GPT2 From Scratch For Dummies!

Posted on Mar 1, 2025

GPT-2 Implementation From Scratch For Dummies!

If you ever had trouble understanding the code behind the attention and the research paper’s complex code, this is for you.

In this post, I break down the inner workings of a GPT-2 model—from token embeddings and positional encodings to multi-head self-attention and MLP blocks. I’ll try to “dumb” things down and explain the details and intution behind the each line of the code as much as I can, if you’re a dummy like me, I hope this helps.

1. Input & Token Embeddings

The input to LLMs is a batch of sequences, so usually the input is a matrix of shape (batch_size B, sequence_length T).

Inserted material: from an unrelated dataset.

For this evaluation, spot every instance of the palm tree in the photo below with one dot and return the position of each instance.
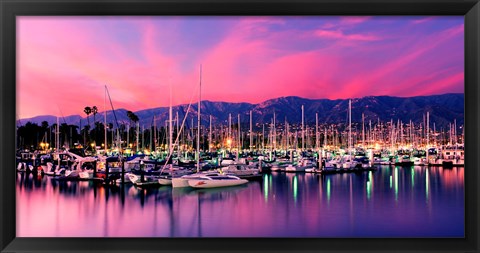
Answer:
(94, 111)
(88, 111)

B represents the batch size, T represents the number of tokens in a specific sequence.

2. Token Embedding Layer

First layer is the token embedding layer with the shape of (vocab_size V, hidden_size C):

vocab_size: Total number of tokens in our vocabulary
hidden_size or n_embd: number of dimension we want to embed each to token to. For example if hidden_size = 768 then each token would be represented with a vector of 768 entries.

3. Token Embedding Output

After going through the token embedding layer (This operation is not matrix multiplication, it’s more of a look up table), the resulting output has the shape (batch_size B, sequence_length T, hidden_size C).

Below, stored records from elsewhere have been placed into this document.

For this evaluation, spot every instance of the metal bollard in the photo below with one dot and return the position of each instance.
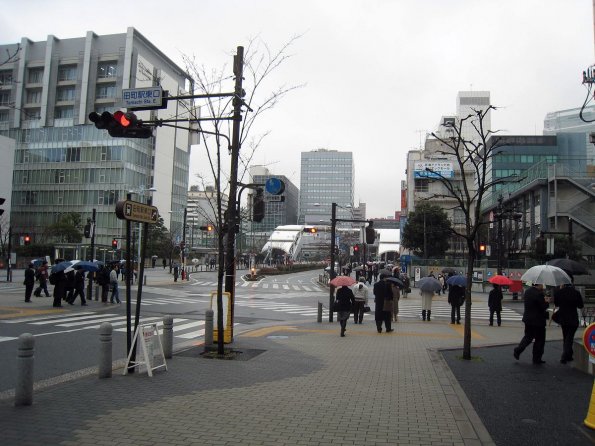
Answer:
(208, 329)
(105, 350)
(23, 395)
(168, 336)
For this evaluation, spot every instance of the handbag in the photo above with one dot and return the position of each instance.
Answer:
(388, 306)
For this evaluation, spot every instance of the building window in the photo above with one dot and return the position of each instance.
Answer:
(64, 112)
(4, 97)
(107, 69)
(106, 91)
(67, 73)
(33, 96)
(5, 78)
(65, 94)
(35, 75)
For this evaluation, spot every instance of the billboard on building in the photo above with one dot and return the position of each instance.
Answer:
(437, 169)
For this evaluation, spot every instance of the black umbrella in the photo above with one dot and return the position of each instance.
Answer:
(570, 266)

This happens because now we go through the batches, in every batch we have a sequence of tokens with tokens being numbers ranging from 0 to vocab_size - 1 and now we replace each token with a vector of size hidden_size C.

4. Positional Encoding

Next layer is the positional encoding layer with the shape of (sequence_length T, hidden_size C).

This means that each position in the sequence will have an embedding representation to give it meaning.

No need to pass any input through the position embedding, it is used to be added after the input comes out from word token embedding layer.

So now we have a matrix with shape of (batch_size B, sequence_length T, hidden_size C) and for each batch size we add the positional embeddings matrix which is (sequence_length T, hidden_size C).

5. Transformer Blocks

Now this input goes through N number of blocks, each block contains layers that do transformations.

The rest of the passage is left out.